Semantic Segmentation-Based Building Footprint Extraction Using Very High-Resolution Satellite Images and Multi-Source GIS Data
Automatic extraction of building footprints from high-resolution satellite imagery has become an important and challenging research issue receiving greater attention. Many recent studies have explored different deep learning-based semantic segmentation methods for improving the accuracy of building extraction. Although they record substantial land cover and land use information (e.g., buildings, roads, water, etc.), public geographic information system (GIS) map datasets have rarely been utilized to improve building extraction results in existing studies.
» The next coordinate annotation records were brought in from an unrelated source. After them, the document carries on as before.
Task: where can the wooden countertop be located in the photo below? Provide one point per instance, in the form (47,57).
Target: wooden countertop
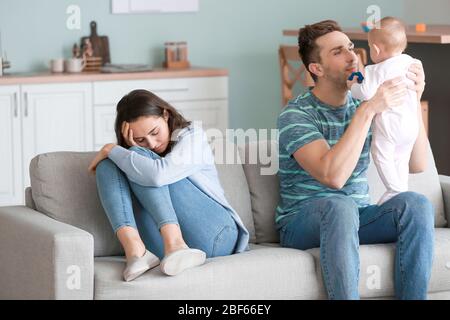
(438,34)
(157,73)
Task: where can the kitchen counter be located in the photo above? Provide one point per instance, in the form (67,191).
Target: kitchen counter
(157,73)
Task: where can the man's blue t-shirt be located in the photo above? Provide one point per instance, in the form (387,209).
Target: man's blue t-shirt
(306,119)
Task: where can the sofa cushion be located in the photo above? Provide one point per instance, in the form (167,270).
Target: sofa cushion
(377,262)
(63,189)
(264,189)
(263,185)
(234,182)
(261,273)
(426,183)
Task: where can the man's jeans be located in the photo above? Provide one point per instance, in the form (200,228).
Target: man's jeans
(338,226)
(204,223)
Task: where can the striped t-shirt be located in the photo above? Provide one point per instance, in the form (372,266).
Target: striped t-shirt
(306,119)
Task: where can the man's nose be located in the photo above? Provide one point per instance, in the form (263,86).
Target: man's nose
(151,144)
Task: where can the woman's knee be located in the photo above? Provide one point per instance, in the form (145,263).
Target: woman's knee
(341,209)
(105,165)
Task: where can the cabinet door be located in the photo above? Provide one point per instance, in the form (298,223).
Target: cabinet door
(210,114)
(11,187)
(55,117)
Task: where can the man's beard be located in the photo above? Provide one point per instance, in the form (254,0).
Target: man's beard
(339,80)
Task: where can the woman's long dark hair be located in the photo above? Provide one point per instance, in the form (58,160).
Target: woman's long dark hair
(143,103)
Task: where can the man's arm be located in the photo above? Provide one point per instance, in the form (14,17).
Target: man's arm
(333,166)
(418,160)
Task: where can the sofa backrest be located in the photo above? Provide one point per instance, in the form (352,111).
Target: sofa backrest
(264,189)
(62,188)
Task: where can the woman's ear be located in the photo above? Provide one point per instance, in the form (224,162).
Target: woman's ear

In this research, we propose a U-Net-based semantic segmentation method for the extraction of building footprints from high-resolution multispectral satellite images using the SpaceNet building dataset provided in the DeepGlobe Satellite Challenge of IEEE Conference on Computer Vision and Pattern Recognition 2018 (CVPR 2018). We explore the potential of multiple public GIS map datasets (OpenStreetMap, Google Maps, and MapWorld) through integration with the WorldView-3 satellite datasets in four cities (Las Vegas, Paris, Shanghai, and Khartoum). Several strategies are designed and combined with the U-Net–based semantic segmentation model, including data augmentation, post-processing, and integration of the GIS map data and satellite images. The proposed method achieves a total F1-score of 0.704, which is an improvement of 1.1% to 12.5% compared with the top three solutions in the SpaceNet Building Detection Competition and 3.0% to 9.2% compared with the standard U-Net–based method. Moreover, the effect of each proposed strategy and the possible reasons for the building footprint extraction results are analyzed substantially considering the actual situation of the four cities.